早く夜が終われと思ったのは、あの夜が初めてだった。
朝が来るなとか早く明日になれとかなら何度もある。心が死んだときとか旅行の前日とか。
でも、夜そのものを恨んだのは初めてだった。

あの頃、飲んだからホテルに行くのか、ホテルに行くから飲むのか、わからなくなっていた。
もはや飲む時間が面倒くさかった。さっさとホテルに行ってさっさと面倒くさい欲を発散したかった。現地集合、現地解散が理想だった。
最初の頃に感じていたモヤモヤした気持ちはとうに失せていた。私のこと好きなのかな、付き合うのかな、なんて気にすることもない。ただの習慣。毎朝起きたら水を飲むのと一緒だ。彼と飲んだらホテルに行く。それが当たり前だった。

◎          ◎

その日は、集合時間が早かった。
17時から適当に入った居酒屋で飲み始めた。
飲み放題も、いくつかの単品のお酒も飲み終え、時刻は20時。
2軒目なんて考えられなかった。おぞましいとすら感じていた。彼と普通の、友人としての時間を過ごすことが嫌だった。
今思えば、それは私の心が発していたエラーだったのだろう。友人と行う雑談と、男と行う体の交わりを、同じ相手とたった数時間でどちらも経験することに違和感を感じていたのかもしれない。
当時はそんな分析ができるはずもなく、ただこの男と飲むなら1軒が限界という思考だけを抱えていた。
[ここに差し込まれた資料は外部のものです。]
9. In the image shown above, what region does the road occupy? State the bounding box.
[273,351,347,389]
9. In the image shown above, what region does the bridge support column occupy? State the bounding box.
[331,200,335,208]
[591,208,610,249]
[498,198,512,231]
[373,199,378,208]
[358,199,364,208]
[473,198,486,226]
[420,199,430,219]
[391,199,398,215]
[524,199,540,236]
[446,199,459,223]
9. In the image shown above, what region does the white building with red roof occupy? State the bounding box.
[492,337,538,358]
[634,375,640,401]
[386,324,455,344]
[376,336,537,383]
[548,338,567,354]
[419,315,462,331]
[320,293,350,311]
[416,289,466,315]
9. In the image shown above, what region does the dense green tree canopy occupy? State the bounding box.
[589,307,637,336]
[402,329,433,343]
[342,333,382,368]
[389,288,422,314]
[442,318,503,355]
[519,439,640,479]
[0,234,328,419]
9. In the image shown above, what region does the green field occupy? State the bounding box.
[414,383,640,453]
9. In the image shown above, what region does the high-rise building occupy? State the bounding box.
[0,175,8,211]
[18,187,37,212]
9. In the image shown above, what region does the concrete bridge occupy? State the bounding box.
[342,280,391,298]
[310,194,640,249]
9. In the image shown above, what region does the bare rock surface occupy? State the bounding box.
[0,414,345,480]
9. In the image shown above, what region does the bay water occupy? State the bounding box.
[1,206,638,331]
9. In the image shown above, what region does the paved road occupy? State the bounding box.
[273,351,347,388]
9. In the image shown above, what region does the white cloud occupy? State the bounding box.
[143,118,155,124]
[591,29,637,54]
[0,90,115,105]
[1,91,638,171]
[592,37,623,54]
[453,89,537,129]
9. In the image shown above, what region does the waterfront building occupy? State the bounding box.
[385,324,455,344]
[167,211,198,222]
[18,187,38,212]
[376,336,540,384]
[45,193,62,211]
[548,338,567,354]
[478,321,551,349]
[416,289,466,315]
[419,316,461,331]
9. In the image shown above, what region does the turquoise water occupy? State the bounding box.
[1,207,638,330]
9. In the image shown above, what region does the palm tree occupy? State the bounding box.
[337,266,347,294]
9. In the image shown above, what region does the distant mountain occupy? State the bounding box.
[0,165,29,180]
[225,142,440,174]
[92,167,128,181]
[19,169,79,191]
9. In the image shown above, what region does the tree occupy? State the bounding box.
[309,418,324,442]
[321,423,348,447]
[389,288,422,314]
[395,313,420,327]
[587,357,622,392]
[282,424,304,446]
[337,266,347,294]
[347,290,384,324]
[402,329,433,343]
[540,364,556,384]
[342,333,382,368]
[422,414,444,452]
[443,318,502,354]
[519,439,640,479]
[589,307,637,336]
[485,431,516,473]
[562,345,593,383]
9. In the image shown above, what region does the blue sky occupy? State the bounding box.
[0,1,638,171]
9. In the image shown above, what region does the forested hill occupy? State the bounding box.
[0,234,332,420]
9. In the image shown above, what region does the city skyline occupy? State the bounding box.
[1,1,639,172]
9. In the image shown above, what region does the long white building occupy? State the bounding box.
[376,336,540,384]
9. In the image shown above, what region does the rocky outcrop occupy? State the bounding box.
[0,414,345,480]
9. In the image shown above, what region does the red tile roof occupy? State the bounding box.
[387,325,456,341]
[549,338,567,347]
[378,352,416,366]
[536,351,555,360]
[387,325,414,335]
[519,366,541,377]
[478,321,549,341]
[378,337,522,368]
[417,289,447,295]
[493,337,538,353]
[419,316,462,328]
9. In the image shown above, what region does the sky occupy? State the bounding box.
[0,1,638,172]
事が終わったのは22時だった。隣では彼がイビキをかいて寝ていた。
疲れているんだろうな、と思った。それから出すもの出してスッキリしたんだろうな、とも。愛おしいなんて思わなかった。ただただ不快でしょうがなかった。そして彼に対してそんな感情を抱いたことが意外だった。

終電には程遠い22時。
今から着替えて駅に向かっても、余裕で電車に乗れる。日付は変わるだろうけれど家に帰って、こんな汚いベッドじゃなくて自分のベッドでゆっくり眠れる。
きっとこの男は私が帰っても気づかないだろう。もしくは、着替える私を目ざとく見つけて「俺も帰る」と言い出すか。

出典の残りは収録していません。